Dans son récent livre intitulé « l’esprit du macronism » la philosophe française Myriam Revault d'Allonnes, ancienne élève et collaboratrice de Paul Ricoeur auquel le président Macron a été lié à la fin de sa vie, se pose la question cruciale du rapport du philosophe à la politique, et la capacité réelle d'appliquer dans le concret les concepts et idées philosophiques.
Certes le discours politique de Macron est truffé de notions philosophiques inspirées largement de Ricoeur et de la tradition des lumières européennes ; ce qui incite à cerner l'impact réel de ces concepts dans la conduite politique du président, de plus en plus orientée vers une ligne néolibérale et une conception managériale de la société.
Regis Debray se plaisait lors de l’élection de Macron à considérer la victoire du jeune président banquier et haut fonctionnaire de la finance comme la viictoire des valeurs du « néoprotestantisme américain mondialisé ». Cette version du protestantisme est substantiellement différente de celle du réformisme libéral et moderne qui a marqué la pensée de Ricoeur, qui se donnait comme une anthropologie de l'homme capable et responsable. Pour Ricoeur, la grande jonction humaniste et libertaire de la modernité doit être préservée des aléas d'une mondialisation marchande et destructrice des subjectivités agissantes et des autonomies socio-culturelles.
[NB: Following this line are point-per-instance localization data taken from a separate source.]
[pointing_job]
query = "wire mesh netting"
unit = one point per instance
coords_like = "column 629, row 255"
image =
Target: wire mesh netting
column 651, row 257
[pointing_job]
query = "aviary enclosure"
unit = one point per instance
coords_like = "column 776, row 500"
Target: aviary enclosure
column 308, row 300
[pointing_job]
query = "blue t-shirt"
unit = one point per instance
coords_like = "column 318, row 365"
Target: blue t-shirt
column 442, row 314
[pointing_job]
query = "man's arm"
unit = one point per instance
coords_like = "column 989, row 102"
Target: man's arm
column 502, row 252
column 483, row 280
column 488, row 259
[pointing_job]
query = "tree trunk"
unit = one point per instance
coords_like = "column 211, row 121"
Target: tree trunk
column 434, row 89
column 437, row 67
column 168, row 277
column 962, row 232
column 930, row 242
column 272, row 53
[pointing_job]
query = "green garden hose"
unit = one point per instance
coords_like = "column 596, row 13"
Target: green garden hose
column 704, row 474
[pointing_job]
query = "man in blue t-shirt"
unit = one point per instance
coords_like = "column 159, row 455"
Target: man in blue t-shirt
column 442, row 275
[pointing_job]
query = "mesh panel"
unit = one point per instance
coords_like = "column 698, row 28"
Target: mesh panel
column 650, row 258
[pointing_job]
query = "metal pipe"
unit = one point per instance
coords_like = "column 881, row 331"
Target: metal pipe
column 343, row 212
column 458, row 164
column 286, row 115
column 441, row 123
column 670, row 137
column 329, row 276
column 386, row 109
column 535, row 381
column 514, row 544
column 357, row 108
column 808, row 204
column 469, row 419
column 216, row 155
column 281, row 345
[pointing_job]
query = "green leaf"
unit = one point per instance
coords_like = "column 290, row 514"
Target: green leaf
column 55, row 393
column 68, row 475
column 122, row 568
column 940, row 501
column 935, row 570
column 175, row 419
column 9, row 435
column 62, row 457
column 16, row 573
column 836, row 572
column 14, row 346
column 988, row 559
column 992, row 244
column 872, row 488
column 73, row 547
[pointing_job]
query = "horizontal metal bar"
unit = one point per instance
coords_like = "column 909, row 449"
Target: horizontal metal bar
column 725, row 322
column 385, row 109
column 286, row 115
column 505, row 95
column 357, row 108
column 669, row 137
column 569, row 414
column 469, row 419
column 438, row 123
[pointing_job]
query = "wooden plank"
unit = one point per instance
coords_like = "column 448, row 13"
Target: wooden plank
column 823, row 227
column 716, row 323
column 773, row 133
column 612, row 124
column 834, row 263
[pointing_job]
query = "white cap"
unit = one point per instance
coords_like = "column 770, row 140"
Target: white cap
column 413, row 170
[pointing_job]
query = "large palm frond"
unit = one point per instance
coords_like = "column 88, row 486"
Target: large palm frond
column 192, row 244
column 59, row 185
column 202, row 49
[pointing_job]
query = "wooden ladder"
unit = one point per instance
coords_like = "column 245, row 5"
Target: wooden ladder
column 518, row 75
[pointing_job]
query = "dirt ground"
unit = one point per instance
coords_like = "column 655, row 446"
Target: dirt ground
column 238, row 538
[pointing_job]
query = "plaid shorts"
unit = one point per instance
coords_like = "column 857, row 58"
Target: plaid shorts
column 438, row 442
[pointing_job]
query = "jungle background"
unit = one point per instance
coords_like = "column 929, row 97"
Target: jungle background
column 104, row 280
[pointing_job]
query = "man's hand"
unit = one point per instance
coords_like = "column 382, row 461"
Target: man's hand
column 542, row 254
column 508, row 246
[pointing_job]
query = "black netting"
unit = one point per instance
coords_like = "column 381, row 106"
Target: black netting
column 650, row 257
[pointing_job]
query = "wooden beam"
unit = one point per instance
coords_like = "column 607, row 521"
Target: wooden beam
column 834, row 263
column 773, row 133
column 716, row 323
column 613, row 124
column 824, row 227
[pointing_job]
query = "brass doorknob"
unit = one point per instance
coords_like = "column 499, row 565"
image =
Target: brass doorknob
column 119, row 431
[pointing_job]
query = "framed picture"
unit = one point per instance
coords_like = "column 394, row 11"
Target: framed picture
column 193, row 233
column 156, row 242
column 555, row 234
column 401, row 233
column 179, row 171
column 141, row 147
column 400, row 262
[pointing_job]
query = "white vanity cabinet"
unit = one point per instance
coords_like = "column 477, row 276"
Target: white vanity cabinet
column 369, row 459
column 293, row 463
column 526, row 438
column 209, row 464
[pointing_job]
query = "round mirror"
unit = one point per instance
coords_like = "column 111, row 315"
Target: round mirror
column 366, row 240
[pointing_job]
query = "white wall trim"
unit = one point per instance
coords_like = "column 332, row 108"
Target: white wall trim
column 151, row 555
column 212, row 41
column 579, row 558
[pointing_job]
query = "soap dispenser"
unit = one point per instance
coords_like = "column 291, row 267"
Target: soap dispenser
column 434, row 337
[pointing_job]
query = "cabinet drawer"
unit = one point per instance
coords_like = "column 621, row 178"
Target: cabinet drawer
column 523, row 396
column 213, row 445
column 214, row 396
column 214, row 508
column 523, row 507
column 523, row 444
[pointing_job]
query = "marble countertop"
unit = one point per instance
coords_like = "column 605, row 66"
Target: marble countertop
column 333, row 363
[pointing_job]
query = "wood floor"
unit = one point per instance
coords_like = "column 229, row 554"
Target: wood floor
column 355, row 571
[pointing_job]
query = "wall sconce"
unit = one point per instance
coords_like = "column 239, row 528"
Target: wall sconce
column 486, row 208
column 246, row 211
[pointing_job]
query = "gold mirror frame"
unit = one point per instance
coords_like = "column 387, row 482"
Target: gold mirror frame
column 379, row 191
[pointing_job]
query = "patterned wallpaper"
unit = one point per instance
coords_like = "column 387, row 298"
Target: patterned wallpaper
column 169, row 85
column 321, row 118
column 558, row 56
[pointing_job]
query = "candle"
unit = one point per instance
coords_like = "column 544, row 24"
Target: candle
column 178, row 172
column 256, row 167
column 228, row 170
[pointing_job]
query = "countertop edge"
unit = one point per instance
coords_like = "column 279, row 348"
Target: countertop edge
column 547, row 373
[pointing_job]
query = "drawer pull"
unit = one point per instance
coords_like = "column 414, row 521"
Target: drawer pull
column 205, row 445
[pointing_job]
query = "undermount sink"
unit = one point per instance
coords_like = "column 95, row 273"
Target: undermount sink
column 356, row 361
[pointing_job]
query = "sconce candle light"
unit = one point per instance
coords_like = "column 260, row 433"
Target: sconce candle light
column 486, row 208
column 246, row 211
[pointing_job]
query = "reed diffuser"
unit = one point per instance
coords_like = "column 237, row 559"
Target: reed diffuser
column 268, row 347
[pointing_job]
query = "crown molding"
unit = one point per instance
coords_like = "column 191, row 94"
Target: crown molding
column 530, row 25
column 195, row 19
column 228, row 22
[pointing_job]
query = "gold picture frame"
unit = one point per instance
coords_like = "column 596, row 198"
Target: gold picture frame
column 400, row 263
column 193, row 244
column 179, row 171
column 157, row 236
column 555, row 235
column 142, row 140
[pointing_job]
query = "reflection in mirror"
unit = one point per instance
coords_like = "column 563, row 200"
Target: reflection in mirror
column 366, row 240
Le jugement de Revault d'Allonnes est sans appel : Macron a dévoyé les concepts clés de la pensée des lumières (notamment les notions d'autonomie, de responsabilité et de capacité) dans un sens néolibéral qui les appauvrit et les dénature. Cette vision néolibérale réduit la société à une « start-up nation », le citoyen en agent rationnel et calculateur, et l'état en grande machine-entreprise vouée à la rentabilité et au profit.